We've all seen the memes and the tweets. Did the endless shrimp really take down Red Lobster? Some observers were quick to blame the financial woes on its decision last year to make its "Endless Shrimp" promotion, which used to be an occasional, limited-time offering, permanent. The move was not a smart one. The company blamed Endless Shrimp for its $11 million losses in the third quarter of 2023, and in the fourth quarter, the picture got even worse, with the restaurant chain seeing $12.5 million in operating losses. However, blaming Endless Shrimp would be like blaming Elvis’ last meal for his death. That’s not what happened; it was years of mismanagement.

A History of Mismanagement

Red Lobster used to be part of a big conglomerate of restaurants called the Darden group (Olive Garden, Longhorn Steakhouse, Cheddars) starting in the 1990s. However, Red Lobster was removed from the Darden group and sold off to a private equity company called Golden Gate Capital in 2014 because it was underperforming. The seafood restaurant business is a tough one in the US, and people who are hankering for lobster or fish are increasingly going to steak houses that offer those options. Red Lobster wasn’t standing up to its competition.

The Impact of Private Equity Ownership

Golden Gate sold 25% of the company in 2016 to Thai Union, a Thailand seafood company, for $575 million and unloaded the rest of the company to an investor group called the Seafood Alliance, of which Thai Union was a part, in 2020. Thai Union, which owns Chicken of the Sea and was one of Red Lobster's biggest shrimp suppliers, steadily became more involved in its management. They increased menu prices to keep pace with inflation while increasing the number of tables served by each waiter from three to ten. These cost reductions were seen as penny-wise and pound-foolish, as they hurt sales and made life miserable for employees.

Leadership Turbulence and Strategic Missteps

Red Lobster saw rapid turnover in senior executives, including its CEO, chief financial officer, and chief marketing officer. Kim Lopdrup, Red Lobster's longtime CEO, retired in 2021, and since then, the restaurant hasn't had much in the way of stable leadership. Thai Union’s influence may also have been at work when Red Lobster’s then CEO Paul Kenny decided on the “Endless Shrimp” venture despite significant pushback from other members of the company’s management team. Court filings suggest that Thai Union and Mr. Kenny encouraged excessive merchandising for the promotion, resulting in a glut of customers that caused major shrimp shortages.

The Financial Fallout and Bankruptcy

Thai Union took a one-time impairment charge of $530 million in Q4 of 2023 due to its struggling Red Lobster investment. According to Thai Union boss Thiraphong Chansiri, they are now pursuing an exit of their minority investment after determining that Red Lobster's financial requirements no longer align with their capital allocation priorities.

The Road Ahead for Red Lobster

John Gordon, a restaurant analyst, noted that Red Lobster had been on the decline for 20 years but didn't "fall on the knife" until Thai Union got involved.

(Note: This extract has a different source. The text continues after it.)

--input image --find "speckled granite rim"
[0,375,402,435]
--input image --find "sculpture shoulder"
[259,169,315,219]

Despite filing for Chapter 11 bankruptcy, Red Lobster isn't going away completely. CEO Jonathan Tibus is optimistic about the restructuring process, stating, "It allows us to address several financial and operational challenges and emerge stronger and re-focused on our growth."

While Red Lobster's future remains uncertain, this story underscores the complex dynamics and challenges within the restaurant industry. Investors will be keenly watching as the chain navigates its path forward, hoping to regain its footing and thrive once again.